Per l’Europa il glifosato – il noto erbicida della
Monsanto – non è cancerogeno. A leggere i titoli di alcuni “grandi” media non è
neanche dannoso. In realtà, perfino l’Echa, l’Agenzia europea per le sostanze
chimiche (tra i cui dipendenti molti hanno lavorato per l’industria chimica…),
non solo ha riconosciuto che provoca seri “danni agli occhi” ed è “tossico con
effetti duraturi sulla vita in ambienti acquatici”, ma ha comunque fornito un
parere senza considerare l’esposizione alla sostanza.

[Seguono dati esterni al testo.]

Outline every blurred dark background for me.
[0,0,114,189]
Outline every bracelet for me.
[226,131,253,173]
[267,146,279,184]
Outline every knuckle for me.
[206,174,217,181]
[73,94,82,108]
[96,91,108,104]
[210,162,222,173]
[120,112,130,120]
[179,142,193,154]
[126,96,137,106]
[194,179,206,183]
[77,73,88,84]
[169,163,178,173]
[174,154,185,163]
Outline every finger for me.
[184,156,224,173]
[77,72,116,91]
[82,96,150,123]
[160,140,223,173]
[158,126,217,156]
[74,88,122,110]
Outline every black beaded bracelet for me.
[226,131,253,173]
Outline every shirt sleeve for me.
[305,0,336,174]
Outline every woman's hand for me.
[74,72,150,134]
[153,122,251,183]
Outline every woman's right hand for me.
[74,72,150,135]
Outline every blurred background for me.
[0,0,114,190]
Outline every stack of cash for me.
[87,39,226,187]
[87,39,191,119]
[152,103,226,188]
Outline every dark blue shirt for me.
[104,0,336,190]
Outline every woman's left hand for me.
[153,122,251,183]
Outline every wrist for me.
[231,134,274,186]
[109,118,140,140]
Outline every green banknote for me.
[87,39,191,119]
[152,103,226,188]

Al momento della sua
immissione sul mercato, ricorda l’ematologa Patrizia Gentilini, il glifosato
era stato propagandato come una molecola assolutamente sicura, nociva solo per
le “erbacce” che disseccava, immediatamente degradabile, che non comportava
rischi di alcun tipo né per l’ambiente né per le persone. Il parere formulato
dall’Echa, per altro, ha considerato anche studi (non pubblicati)

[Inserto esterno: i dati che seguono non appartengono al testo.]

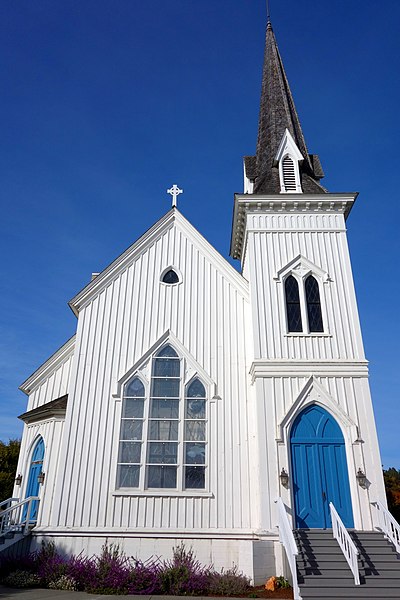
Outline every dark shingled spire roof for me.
[252,21,326,194]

dell’industria produttrice. Come ha prontamente replicato l’Agenzia per la
ricerca sul cancro, questo non inficia la classificazione di “cancerogeno
probabile”. Due cose sono certe. La prima: dietro questa molecola (strategica
anche per la produzione di Ogm) continuano a muoversi interessi enormi (è
l’erbicida più venduto al mondo e in Italia), specie ora che la Monsanto sta
per confluire nella Bayer. La seconda: oggi la battaglia contro il glifosato è
diventata il simbolo di una lotta più ampia contro l’agricoltura industriale di
cui tutti dovremmo occuparci, a cominciare dalla nostra spesa quotidiana
Il 15 marzo
2017 l’Echa, l’Agenzia europea per le sostanze chimiche, ha dichiarato che
il glifosato –
il noto erbicida della Monsanto – non è cancerogeno e non provoca mutazioni genetiche,
riconoscendo tuttavia che provoca seri “danni agli occhi” ed è “tossico con
effetti duraturi sulla vita in ambienti acquatici”.
Conclusioni
quindi abbastanza simili a quelle cui già l’Efsa nel novembre 2015 era
pervenuta dichiarando che “improbabile” che il glifosato fosse cancerogeno. La
decisione dell’Echa era nell’aria e non ha quindi destato troppa sorpresa, ma è
comunque interessante analizzarla in dettaglio. Va ricordato che al momento della sua immissione sul
mercato il glifosato era stato propagandato come una molecola assolutamente
sicura, nociva solo per le “erbacce” che disseccava, immediatamente
degradabile, che non comportava rischi di alcun tipo né per l’ambiente né per
le persone. Già il fatto che ora se ne riconosca una tossicità duratura
per l’ambiente acquatico la dice lunga sulle rassicurazioni a suo tempo
fornite.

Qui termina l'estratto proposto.